Source code for mspasspy.db.spectrumdb

#!/usr/bin/env python3
# -*- coding: utf-8 -*-
from abc import ABC, abstractmethod
from mspasspy.ccore.seismic import PowerSpectrum
from mspasspy.ccore.utility import MsPASSError, ErrorSeverity
from mspasspy.db.schema import DatabaseSchema, MetadataSchema
from mspasspy.db.client import DBClient
from bson import ObjectId
import pickle



[docs]
class BasicObjectDatabase(ABC):
    """
    Abstract base class for database handle to save a single object type.

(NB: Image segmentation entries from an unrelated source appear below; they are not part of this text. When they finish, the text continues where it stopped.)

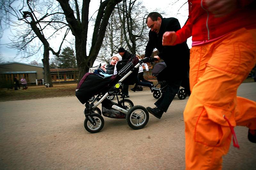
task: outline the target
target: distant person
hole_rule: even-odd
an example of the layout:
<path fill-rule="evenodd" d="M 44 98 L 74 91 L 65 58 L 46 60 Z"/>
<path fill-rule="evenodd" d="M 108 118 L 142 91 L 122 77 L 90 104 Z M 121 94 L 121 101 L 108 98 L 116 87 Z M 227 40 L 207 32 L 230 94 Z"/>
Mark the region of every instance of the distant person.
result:
<path fill-rule="evenodd" d="M 19 82 L 19 79 L 17 76 L 14 76 L 13 78 L 13 84 L 14 84 L 14 90 L 17 90 L 18 89 L 18 87 L 19 89 L 20 89 L 20 83 Z"/>
<path fill-rule="evenodd" d="M 137 57 L 139 58 L 139 56 L 137 55 L 136 56 Z M 141 59 L 139 59 L 139 60 L 140 60 Z M 143 66 L 145 67 L 145 69 L 146 71 L 148 71 L 148 65 L 145 63 L 142 63 L 141 65 L 140 66 L 140 67 L 139 68 L 139 73 L 138 73 L 138 78 L 139 80 L 139 81 L 140 81 L 139 82 L 139 84 L 138 84 L 138 82 L 136 83 L 135 82 L 135 85 L 134 86 L 133 88 L 132 88 L 131 89 L 131 90 L 133 91 L 134 92 L 135 92 L 136 91 L 136 89 L 137 89 L 137 87 L 138 86 L 138 85 L 140 85 L 140 81 L 141 81 L 142 82 L 145 82 L 147 83 L 150 83 L 151 84 L 153 84 L 153 82 L 152 81 L 148 81 L 148 80 L 146 80 L 144 79 L 144 77 L 143 76 L 143 74 L 144 74 L 143 71 Z M 136 81 L 137 82 L 138 81 Z M 141 85 L 142 86 L 143 86 L 143 85 L 141 85 L 141 84 L 140 85 Z M 150 89 L 151 89 L 151 85 L 150 85 L 150 87 L 149 87 L 150 88 Z M 147 86 L 148 87 L 148 86 Z"/>
<path fill-rule="evenodd" d="M 22 86 L 22 90 L 27 90 L 28 89 L 27 86 L 27 81 L 24 77 L 22 77 L 21 79 L 20 79 L 20 82 L 21 82 L 21 84 Z"/>
<path fill-rule="evenodd" d="M 239 148 L 234 127 L 246 126 L 256 143 L 256 102 L 236 96 L 256 63 L 256 1 L 200 1 L 188 0 L 187 23 L 165 32 L 162 42 L 176 46 L 192 36 L 191 95 L 183 113 L 186 169 L 221 169 L 232 135 Z"/>
<path fill-rule="evenodd" d="M 118 49 L 118 53 L 122 56 L 122 60 L 129 60 L 132 55 L 132 54 L 129 53 L 124 49 L 123 47 L 120 47 Z M 129 85 L 124 83 L 123 85 L 123 94 L 125 98 L 130 97 L 128 89 L 129 88 Z"/>

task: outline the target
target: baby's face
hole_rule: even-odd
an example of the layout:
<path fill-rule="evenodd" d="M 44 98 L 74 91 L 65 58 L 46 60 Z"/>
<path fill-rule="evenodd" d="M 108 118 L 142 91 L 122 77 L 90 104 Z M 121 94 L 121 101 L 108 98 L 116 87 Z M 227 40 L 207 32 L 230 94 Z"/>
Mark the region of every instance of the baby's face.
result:
<path fill-rule="evenodd" d="M 119 59 L 118 59 L 118 58 L 116 57 L 114 57 L 111 59 L 110 64 L 113 66 L 115 66 L 118 61 L 119 61 Z"/>

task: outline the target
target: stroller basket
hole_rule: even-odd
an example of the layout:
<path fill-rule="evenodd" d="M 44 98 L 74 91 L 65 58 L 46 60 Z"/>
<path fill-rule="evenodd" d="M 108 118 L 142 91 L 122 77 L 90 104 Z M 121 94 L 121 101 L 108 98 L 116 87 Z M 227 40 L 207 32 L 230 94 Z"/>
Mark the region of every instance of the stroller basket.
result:
<path fill-rule="evenodd" d="M 120 76 L 123 77 L 131 70 L 133 67 L 133 64 L 132 61 L 128 63 L 125 65 L 124 68 L 119 71 L 118 74 Z"/>
<path fill-rule="evenodd" d="M 116 119 L 125 119 L 126 115 L 118 110 L 113 109 L 109 109 L 102 106 L 102 114 L 104 116 Z"/>

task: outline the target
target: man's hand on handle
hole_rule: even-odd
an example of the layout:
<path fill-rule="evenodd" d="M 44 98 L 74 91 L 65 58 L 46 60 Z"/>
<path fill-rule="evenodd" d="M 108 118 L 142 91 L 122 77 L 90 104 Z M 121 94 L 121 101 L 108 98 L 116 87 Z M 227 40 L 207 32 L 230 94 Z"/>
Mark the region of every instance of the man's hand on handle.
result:
<path fill-rule="evenodd" d="M 166 31 L 163 36 L 163 45 L 173 46 L 177 39 L 176 33 L 174 31 Z"/>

    This is a base class for an alternative interface to the MsPASS
    database handle used as a core component of the framework.
    The main use of this alternative interface is assumed to be
    as a way to cleanly add additional data objects to the core object
    of MsPASS.   For example, this file contains a concrete implementation
    of this class to save power spectrum estimates in a particular
    MongoDB collection.  Users should use that as an example for how
    to utilize this approach for saving other types of data that
    MsPASS standard objects (TimeSeries, Seismogram, TimeSeriesEnsemble,
    and SeismogramEnsemble).

    A key point of this class it to create a simple, flexible interface
    to build a MongoDB collection that would store one and only one type
    of data object.   An implementation may choose to implement a schema
    if they wish using the schema mechanism of MsPASS.   Research uses
    for different objects that are specialized to one user or group
    may find this class a useful base to build upon.

    """

    def __init__(
        self,
        name,
        type_list,
        *args,
        db_schema=None,
        md_schema=None,
        **kwargs,
    ):
        """
        Base class constructor.   Most subclasses should normally
        calls this constructor as part of the __init__ method of the
        subclass.

        This constructor creates an instance of the MsPASS Database
        class internally (self.db).  Subclasses should define what collections(s)
        this handle should reference. A schema can optionally be loaded through
        the two schema arguments but is not required.   That is, the decision
        on whether or not to enforce a schema definition with MongoDB is
        an implementation detail for the type(s) that handle suports.
        Note the required `type_list` arg is a list of python types
        a concrete implementation will support.   The model is used it that
        the a subclass implementation could call this base class constructor
        with the list of types it supports.   An appropriate way to think
        of `type_list` is a virtual attribute.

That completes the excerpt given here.